Vitamin H—Humor. I can’t stress enough the importance of finding the funny bone in ourselves and our lives, and tickling it. I am beginning to respond with amusement rather than frustration. I am beginning to lighten up. There is so much to laugh about.
And last, but not least, is vitamin P—Prayer, which, as far as I’m concerned, is much more effective than Prozac. As I recite Psalm 121, “I lift my eyes to heaven, from where will my help come?” my questions dissolve. “My help will come from G‑d! The One who created heaven and earth.”

I am her social worker, and she is my one and only clientWe sit together on the front stoop and review the contents of her backpack, making sure that nothing is missing. The big yellow school bus pulls up, and the door unfolds. My daughter jumps up, her blond hair curling around her face in a halo of disarray. She glances back at me, and in that split second, the look in her eyes tells me what is in her heart and mind. She knows that from me she will always receive unconditional love. As she mounts the bus steps, I know that she will have the coping skills needed to march through the day. If there is something that she cannot handle, she will report back to me and receive validation and support. I cannot always rescue her. I cannot always solve her problems. But I can provide a sympathetic ear and, when she is ready, discuss ways in which she can handle the issue. In situations which escalate, I can intervene and advocate for her. I am her social worker, and she is my one and only client.

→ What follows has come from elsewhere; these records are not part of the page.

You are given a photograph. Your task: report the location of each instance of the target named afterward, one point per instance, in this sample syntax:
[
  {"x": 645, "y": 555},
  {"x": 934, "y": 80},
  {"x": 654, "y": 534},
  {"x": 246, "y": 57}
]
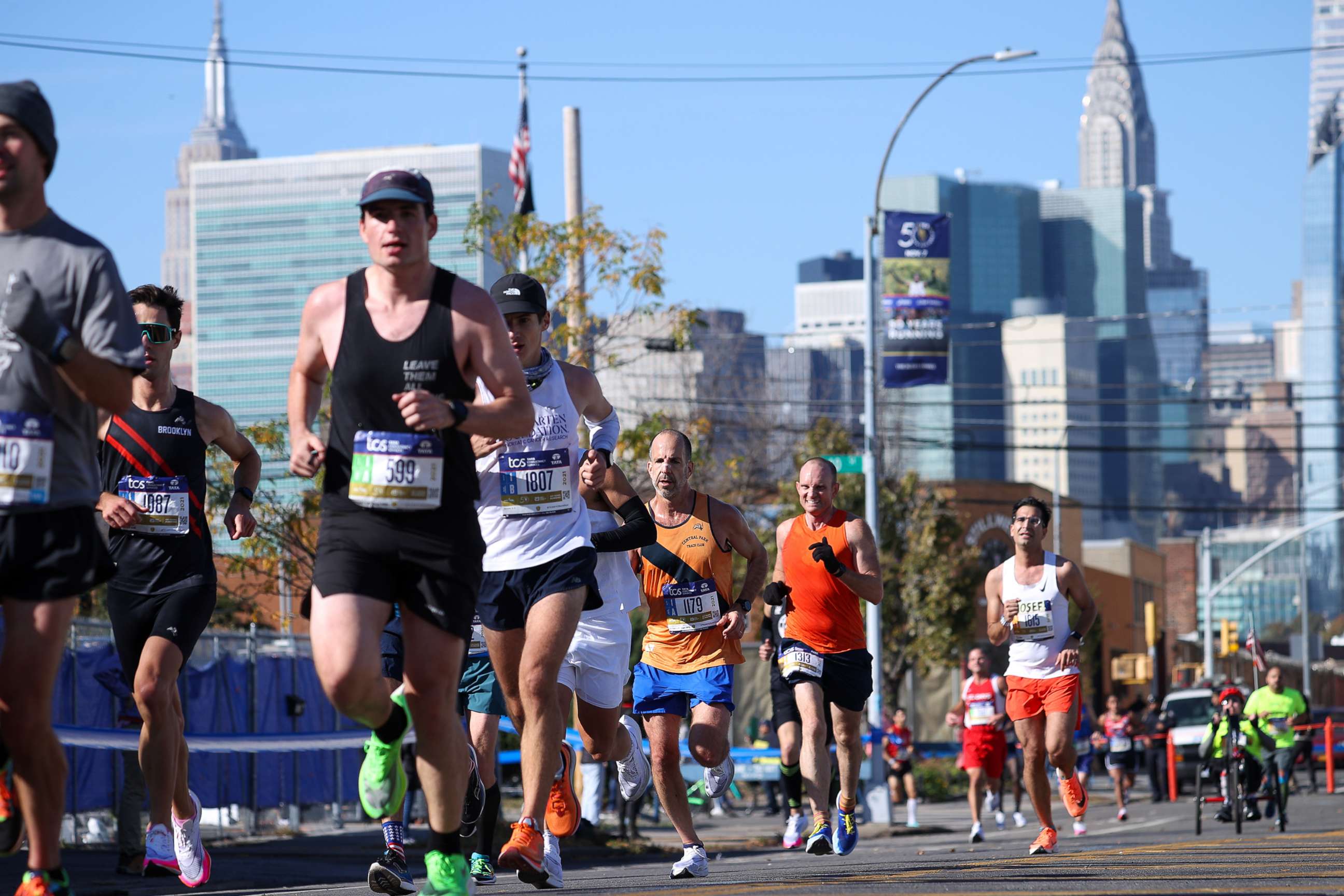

The school bus rumbles down the street, and my upstairs neighbor comes down to meet me with her two-month-old baby and a bag full of supplies. She is very glad to get out of the house for a few hours, and considers me the ideal babysitter. My neighbor hurries off to her uncle’s sweet shop, where she will decorate gift baskets and socialize. She is more than happy to split her paycheck with me, giving her a little pocket money and me the extra income needed to get through the month. I hold my tiny neighbor in my arms and he smiles up at me. After I feed and change him, he will keep me company while I do the housework. His placid demeanor never ceases to amaze me. By the time my daughter comes home from school, I will be ready to take her to the park, where we will eat supper and do some homework.

My life has not turned out as pictured or planned, and that is fine with me. Instead of a pampered princess, I am becoming a courageous heroine. My daughter looks up at me, and trust and admiration are reflected in her eyes. Our journey is far from over, but we both are learning to enjoy the ride.